In article <1075@garth.UUCP> smryan@garth.UUCP (Steven Ryan) writes:
>Depends on whether all possible programs (including those of monkey
>programmers) or just `practical' programs are considerred. Formal proofs
>of all possible programs are impossible, flat out, no appeal. Formal proofs
>of practical programs depend on how powerful practical has to be to remain
>useful.

My standing comment on this one is "programmers do not write arbitrary
programs".  I have no objection to monkey programmers being told "this
program is so poorly written that verifying the absence of run-time errors
is beyond this compiler's ability".  In fact, I have no objection to real
programmers occasionally getting the same message, provided some attempt
is made to identify the source of the problem.  As it is, I occasionally
have to modify my programs to keep less-than-perfect implementations of
cc or lint happy; an absence-of-run-time-errors checker that required
"unnecessary" changes once in a while would still be worth having.

(I also wonder whether proving absence of run-time errors is sufficiently
weaker than proving correctness that it is fundamentally easier, but
on reflection it seems to me that in the [irrelevant] general case it is
probably equivalent to the halting problem.)
-- 
MSDOS is not dead, it just     |     Henry Spencer at U of Toronto Zoology
smells that way.               | uunet!mnetor!utzoo!henry henry@zoo.toronto.edu

lisper-bjorn@CS.YALE.EDU (Bjorn Lisper) (07/29/88)

In article <1988Jul27.202049.21589@utzoo.uucp> henry@utzoo.uucp (Henry
Spencer) writes:
....
>(I also wonder whether proving absence of run-time errors is sufficiently
>weaker than proving correctness that it is fundamentally easier, but
>on reflection it seems to me that in the [irrelevant] general case it is
>probably equivalent to the halting problem.)

To find whether a program is free from run-time errors or not is of course
undecidable in general. One type of run-time errors is array indices getting
out of bounds. Say, for instance, that we have an ARRAY a(1..n) and
somewhere in the program a statement a(i) := .... . In order to prove
absence of sun-time errors in this program we must prove that always
1 <= i <= n immediately before this statement. Since we can do arbitrary
integer operations on i before this point this amounts to deciding the truth
of an arbitrary formula in integer arithmetic. Thus it is undecidable.
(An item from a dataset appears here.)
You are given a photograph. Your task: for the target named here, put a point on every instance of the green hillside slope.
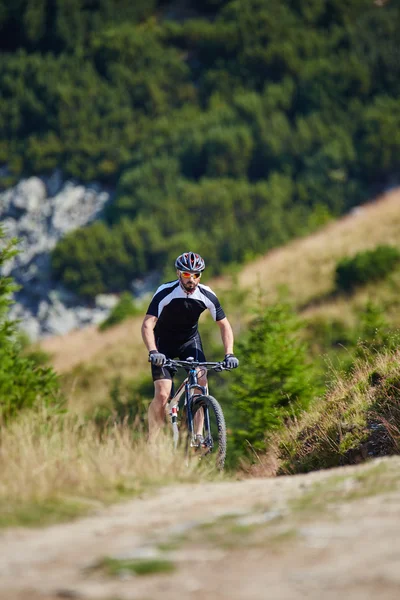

Of course there are many *special* cases where freedom from run-time errors
can be decided. So I'm not saying that compile-time checking of such
properties is futile. On the contrary, I think it can be very useful.

Bjorn Lisper

smryan@garth.UUCP (Steven Ryan) (07/30/88)

>My standing comment on this one is "programmers do not write arbitrary
>programs".  I have no objection to monkey programmers being told "this
>program is so poorly written that verifying the absence of run-time errors
>is beyond this compiler's ability".  In fact, I have no objection to real
>programmers occasionally getting the same message, provided some attempt
>is made to identify the source of the problem.

A point to remember is the compiler doesn't know who or what wrote the code.

I take it then the idea to do prove what can be proved, refute what can be
refuted, and it's the middle ground which is rejected. I see no objections
to this approach if it is well defined.